To address these issues, Hoshino’s approach uses a 3-D model of a tumor in vitro that can show how drugs will act in vivo without the need of animal models.
“Test on in–in vitro model that mimics a tumor, rather than using animal models, is a recent trend in cancer studies,” Hoshino says. “However, the question to me was: can we create a proper analytical method to study such a model?”
Hoshino’s method uses materials science concepts to test the tumor like a material. Specifically, he tests for stiffness, or elasticity, a commonly tested property in engineered materials.
“If you’re creating a new material, you need to know the properties,” Hoshino says.
Hoshino hypothesizes that tumors will have different levels of stiffness. Scientists do know tumors have different properties from healthy tissue — often being significantly stiffer, for instance.
One possible reason for this stiffness is increased collagen production in tumors. They suspect this stiffness may protect the tumor by preventing drugs from reaching it.
One of the chopstick devices created at Hoshino Lab. (Contributed Photo)
Hoshino’s method uses a series of polymer “chopsticks.” These chopsticks have a specific, known stiffness, designated by number. If they bend, it indicates the tumor is stiffer than that number.
Users can choose a specific type of chopstick design and material to achieve a precise measure of the tumor’s stiffness.
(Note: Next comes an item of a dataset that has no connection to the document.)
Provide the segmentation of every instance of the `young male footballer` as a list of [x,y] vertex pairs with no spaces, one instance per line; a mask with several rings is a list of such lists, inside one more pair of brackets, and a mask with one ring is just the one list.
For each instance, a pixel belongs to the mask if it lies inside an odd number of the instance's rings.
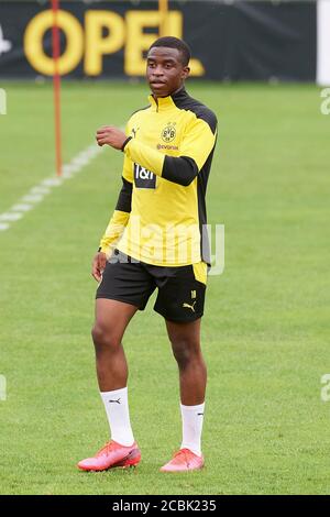
[[207,370],[200,321],[210,262],[205,197],[217,118],[185,90],[189,58],[184,41],[155,41],[147,53],[150,105],[132,114],[125,133],[111,125],[97,132],[98,144],[121,151],[124,161],[116,210],[92,262],[99,282],[92,339],[111,439],[94,458],[78,463],[84,471],[141,460],[130,422],[122,338],[156,288],[154,310],[165,319],[178,364],[183,421],[180,449],[161,471],[204,466]]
Hoshino’s group has created a variety of chopsticks that can be used for this purpose, and the latest example of using such a device for an in vitro model has been recently published in PLOS One.
Another step is the detailed image analysis that visualizes the stiff and soft areas in the sample.
This “mapping of stiffness” will help researchers answer two critical questions for this kind of drug: how will it reach the cancerous cells, and can it do so without damaging healthy cells?
“First of all, the drug molecule has to reach the tumor,” Hoshino says.
Hoshino’s materials-based approach represents a novel way of testing cancer drugs. This method could also create significant cost savings for labs by reducing or eliminating the need for animal testing.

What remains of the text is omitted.